Mais s’il n’y avait que le terrain, il y a les tribunes aussi : vides, pleines, muettes, grondantes, en grève totale, sur le tas, partielle, sans préavis, avec préavis, avec ou sans envahissement des locaux, pour 20 minutes et plus si affinité, mais jamais en manque d’imagination et de ferveur, tout de même ! Et cela prêterait à sourire s’il n’y avait un jeune qui croupit en taule pour avoir balancé une boule de papier, et d’autres qui ont osé brandir un fumigène et qui pointent le samedi au commissariat. Mais ce n’est pas tout, côté coulisse ça vaut aussi sa portion de socca ! Et s’il ne s’agissait que de la démission d’un président unanimement reconnu… Imaginez un peu cela : un ticket Tapie-Courbis ! Ca c’est du solide, du lourd, du crédible. De quoi en imposer à la DNCG et à la commission d’éthique. La clique des ex-taulards : les arbitres vont en chier dans leur froc ! Tiens, en parlant d’arbitres, dans la série c’est VRAIMENT n’importe quoi, je ne parlerai même pas de l’arbitrage « à la noix » contre Monaco, car des matchs comme ça, on en a vu des quintaux. Car il y a autrement plus fort de café, on a trouvé un « homme en noir » qui pratiquait l’erreur d’arbitrage POUR Nice !

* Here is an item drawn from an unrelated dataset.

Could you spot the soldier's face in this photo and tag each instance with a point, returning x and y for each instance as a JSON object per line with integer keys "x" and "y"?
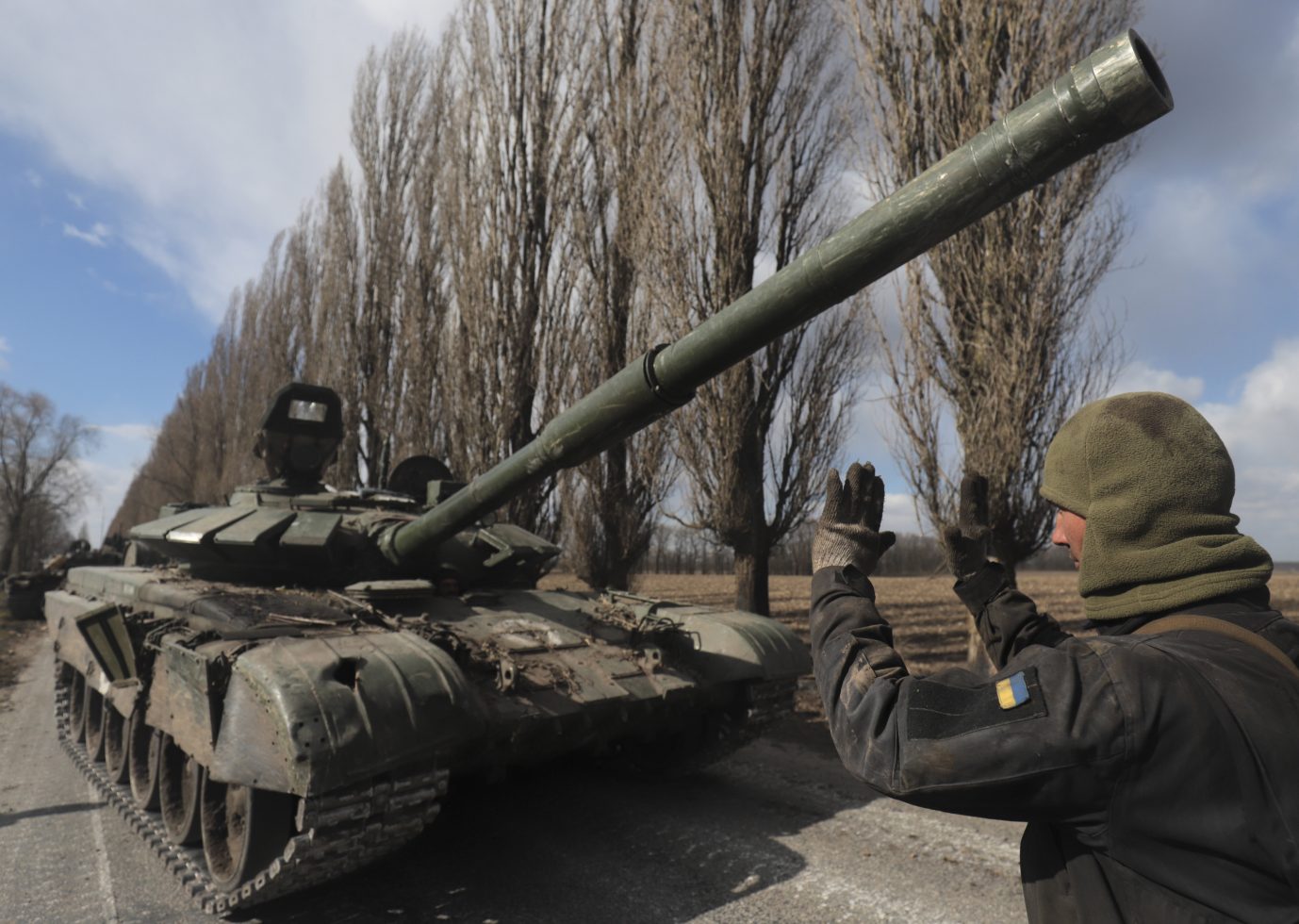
{"x": 1068, "y": 532}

Pour finir, pêle-mêle, et « à vot’bon cœur m’sieurs dames » : Stellardo est sur la paille, il aurait dépensé tout son argent en transferts ; un Russe serait prêt à reprendre le Gym mais on ne sait pas si c’est un oligarque milliardaire proche de Poutine ou le pope de l’église russe ; Franck Sauzée aime le Gym (dans la série on s’en fout) ; On recrute un espoir de 19 ans et on fait confiance à une doublure Averellienne toute droit sortie de Lucky Luke (la gâchette en moins !) avant de s’apercevoir tout benoîtement que finalement la défense centrale est à la rue ; Maurice Cohen est au Gym ce que McArthur était aux Philippine (je reviendrai) ; Éric Roy ne porterait pas de costume Armani pour aller à la pêche ; un stade sera construit à Nice d’ici la fin du XXIe siècle et, la rumeur des rumeurs, la plus folle d’entre toutes, le maire-ministre de Nice aurait été aperçu du côté du Ray (les mauvaises langues ajoutent que, ce jour là, il se rendait en fait plutôt au centre administratif).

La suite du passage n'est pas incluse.